= Contingent value rights =

Buyer's rights in corporate finance

In corporate finance, Contingent Value Rights (CVR) are rights granted by an acquirer to a company’s shareholders, facilitating the transaction where some uncertainty is inherent. CVRs may be separately tradeable securities; they are occasionally acquired (or shorted) by specialized hedge funds.

==Forms==
These rights typically take either of two forms: (1) Event-driven CVRs compensate the owners for yet to eventuate positive developments in their business - hence protecting the acquirer against the valuation risk inherent in overpaying. (2) Price-protection CVRs are granted when payment is share based - protecting the acquired company, by providing a hedge against downside price risk in the acquirer's equity.

In the first case, CVRs are granted
in scenarios in which the acquiring company does not wish to pay for a product that might not work, has a limited market, or might need significant investment;
whereas on the other side, the acquired company “wants to get full value for its assets”. The CVR then “helps bridge this negotiation”. Under these rights, shareholders will receive additional cash, securities, or benefits if a specific and named event occurs - one where the value of the firm significantly increases - within a specified timeframe.
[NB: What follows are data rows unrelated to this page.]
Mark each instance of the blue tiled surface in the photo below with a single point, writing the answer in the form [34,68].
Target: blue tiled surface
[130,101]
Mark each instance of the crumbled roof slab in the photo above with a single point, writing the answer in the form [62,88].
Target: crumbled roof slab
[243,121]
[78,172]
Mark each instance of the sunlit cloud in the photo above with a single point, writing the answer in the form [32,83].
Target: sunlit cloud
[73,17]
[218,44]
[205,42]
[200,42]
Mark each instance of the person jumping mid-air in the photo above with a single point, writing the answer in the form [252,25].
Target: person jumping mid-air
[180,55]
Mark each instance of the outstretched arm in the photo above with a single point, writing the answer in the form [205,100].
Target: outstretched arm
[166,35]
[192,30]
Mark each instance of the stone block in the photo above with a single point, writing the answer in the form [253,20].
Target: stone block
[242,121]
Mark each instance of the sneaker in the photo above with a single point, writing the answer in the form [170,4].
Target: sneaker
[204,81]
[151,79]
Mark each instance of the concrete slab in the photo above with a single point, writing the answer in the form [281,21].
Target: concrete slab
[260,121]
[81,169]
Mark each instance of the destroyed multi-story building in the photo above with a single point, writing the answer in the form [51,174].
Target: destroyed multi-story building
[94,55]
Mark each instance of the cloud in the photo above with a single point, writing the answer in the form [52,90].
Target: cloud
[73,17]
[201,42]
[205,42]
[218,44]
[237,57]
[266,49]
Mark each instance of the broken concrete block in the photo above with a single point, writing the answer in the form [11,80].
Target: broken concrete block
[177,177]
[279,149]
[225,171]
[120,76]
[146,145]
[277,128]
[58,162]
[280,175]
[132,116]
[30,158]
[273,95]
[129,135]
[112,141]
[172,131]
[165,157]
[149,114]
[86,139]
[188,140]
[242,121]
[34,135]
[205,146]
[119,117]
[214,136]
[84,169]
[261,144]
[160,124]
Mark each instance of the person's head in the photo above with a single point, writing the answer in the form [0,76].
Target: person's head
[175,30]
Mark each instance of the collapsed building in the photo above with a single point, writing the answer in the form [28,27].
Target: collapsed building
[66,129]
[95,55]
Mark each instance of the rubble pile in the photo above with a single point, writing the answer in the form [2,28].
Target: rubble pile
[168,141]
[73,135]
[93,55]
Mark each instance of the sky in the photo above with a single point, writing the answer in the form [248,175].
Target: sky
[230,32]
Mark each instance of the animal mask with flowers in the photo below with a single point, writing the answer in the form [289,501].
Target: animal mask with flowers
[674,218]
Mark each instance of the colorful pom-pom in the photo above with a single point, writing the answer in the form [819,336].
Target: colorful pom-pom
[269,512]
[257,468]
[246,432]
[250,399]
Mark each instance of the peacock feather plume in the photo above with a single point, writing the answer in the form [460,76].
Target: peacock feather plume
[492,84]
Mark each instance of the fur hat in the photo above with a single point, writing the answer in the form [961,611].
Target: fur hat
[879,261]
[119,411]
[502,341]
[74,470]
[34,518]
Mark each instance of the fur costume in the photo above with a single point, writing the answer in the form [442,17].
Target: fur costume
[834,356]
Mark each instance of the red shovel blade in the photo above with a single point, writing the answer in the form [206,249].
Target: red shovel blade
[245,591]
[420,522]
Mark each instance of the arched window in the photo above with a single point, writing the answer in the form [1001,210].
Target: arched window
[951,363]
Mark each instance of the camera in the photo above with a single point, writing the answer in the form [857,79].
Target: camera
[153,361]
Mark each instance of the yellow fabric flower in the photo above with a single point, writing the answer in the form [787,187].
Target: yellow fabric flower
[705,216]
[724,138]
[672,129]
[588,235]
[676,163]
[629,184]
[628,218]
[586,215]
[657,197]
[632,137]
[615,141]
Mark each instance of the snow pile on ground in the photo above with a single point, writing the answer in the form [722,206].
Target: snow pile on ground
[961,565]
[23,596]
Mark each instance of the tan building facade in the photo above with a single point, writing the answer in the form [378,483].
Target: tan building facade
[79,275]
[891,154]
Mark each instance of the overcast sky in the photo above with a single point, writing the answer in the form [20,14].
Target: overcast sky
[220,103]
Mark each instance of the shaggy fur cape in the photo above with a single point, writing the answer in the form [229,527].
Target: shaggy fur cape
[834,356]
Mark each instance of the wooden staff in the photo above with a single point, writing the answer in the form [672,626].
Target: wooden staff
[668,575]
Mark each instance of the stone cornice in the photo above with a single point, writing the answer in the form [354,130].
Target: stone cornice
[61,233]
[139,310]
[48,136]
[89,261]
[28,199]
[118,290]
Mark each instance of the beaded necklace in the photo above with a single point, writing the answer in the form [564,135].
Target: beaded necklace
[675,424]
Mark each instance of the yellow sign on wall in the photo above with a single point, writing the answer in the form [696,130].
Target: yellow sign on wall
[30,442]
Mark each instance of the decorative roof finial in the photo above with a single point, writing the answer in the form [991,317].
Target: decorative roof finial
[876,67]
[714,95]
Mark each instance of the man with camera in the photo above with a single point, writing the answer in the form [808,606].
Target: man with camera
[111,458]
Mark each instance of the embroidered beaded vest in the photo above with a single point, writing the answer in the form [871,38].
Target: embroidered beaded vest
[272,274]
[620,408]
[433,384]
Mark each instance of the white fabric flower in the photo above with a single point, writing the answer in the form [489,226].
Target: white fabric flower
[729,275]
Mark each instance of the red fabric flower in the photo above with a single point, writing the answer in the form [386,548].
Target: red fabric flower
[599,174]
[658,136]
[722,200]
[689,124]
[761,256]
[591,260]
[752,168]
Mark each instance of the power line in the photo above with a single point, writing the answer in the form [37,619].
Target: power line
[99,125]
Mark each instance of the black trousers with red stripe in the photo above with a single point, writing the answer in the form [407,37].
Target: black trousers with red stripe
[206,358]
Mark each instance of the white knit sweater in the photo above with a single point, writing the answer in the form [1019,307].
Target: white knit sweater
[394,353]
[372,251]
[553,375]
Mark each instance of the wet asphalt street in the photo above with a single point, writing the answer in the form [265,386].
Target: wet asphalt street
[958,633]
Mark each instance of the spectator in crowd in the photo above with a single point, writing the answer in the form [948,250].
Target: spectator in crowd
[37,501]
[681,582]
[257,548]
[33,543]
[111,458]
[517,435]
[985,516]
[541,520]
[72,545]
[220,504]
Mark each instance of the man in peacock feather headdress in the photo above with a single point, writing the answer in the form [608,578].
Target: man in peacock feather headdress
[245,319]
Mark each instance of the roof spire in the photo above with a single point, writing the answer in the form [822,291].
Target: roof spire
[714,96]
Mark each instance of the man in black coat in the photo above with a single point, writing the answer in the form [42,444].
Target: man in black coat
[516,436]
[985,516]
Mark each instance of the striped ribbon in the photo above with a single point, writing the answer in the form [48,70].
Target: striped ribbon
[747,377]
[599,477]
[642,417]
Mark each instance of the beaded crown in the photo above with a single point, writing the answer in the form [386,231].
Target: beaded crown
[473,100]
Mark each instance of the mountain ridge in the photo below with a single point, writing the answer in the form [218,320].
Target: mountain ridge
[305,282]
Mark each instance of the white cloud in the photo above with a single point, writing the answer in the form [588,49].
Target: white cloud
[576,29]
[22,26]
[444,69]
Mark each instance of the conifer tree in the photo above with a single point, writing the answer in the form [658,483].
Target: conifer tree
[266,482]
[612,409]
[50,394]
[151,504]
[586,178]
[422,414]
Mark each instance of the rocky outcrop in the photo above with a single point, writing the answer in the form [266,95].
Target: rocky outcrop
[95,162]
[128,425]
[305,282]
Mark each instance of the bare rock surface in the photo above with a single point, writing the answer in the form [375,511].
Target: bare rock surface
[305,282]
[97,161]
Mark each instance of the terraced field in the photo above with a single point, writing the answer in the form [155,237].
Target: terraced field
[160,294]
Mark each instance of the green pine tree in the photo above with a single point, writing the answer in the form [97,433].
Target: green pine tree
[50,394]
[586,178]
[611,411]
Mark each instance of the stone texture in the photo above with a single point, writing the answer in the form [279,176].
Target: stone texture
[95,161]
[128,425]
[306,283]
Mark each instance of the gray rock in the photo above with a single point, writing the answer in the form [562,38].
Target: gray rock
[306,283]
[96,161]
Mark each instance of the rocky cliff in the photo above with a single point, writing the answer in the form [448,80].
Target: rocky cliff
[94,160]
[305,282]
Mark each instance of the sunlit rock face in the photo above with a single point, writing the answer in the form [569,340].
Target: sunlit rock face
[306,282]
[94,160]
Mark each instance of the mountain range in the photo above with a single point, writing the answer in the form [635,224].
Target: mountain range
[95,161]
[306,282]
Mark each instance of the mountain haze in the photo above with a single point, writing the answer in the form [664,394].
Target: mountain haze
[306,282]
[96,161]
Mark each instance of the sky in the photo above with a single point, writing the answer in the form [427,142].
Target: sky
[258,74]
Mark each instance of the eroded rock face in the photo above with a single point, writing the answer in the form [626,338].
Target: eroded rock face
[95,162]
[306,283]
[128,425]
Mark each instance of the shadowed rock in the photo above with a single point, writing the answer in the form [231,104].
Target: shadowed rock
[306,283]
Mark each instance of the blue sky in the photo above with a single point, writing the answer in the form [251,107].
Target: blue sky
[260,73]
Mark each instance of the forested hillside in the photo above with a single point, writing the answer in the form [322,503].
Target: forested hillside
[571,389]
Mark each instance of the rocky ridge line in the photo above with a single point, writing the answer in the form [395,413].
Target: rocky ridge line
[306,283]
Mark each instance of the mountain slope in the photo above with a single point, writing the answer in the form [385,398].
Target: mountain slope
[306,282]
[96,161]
CVRs are common in the biotech and pharmaceutical industries (see Valuation (finance) § Valuation of intangible assets); they are also often granted to shareholders in companies facing significant, value accretive restructuring. For an example see Media General / Nexstar Media Group.

In the second case, protection against price risk is facilitated by specifying that payment will be made at an averaged, as opposed to final, share price; a floor may also be set.

==Valuation==
Under both, the CVR is in function, a form of option.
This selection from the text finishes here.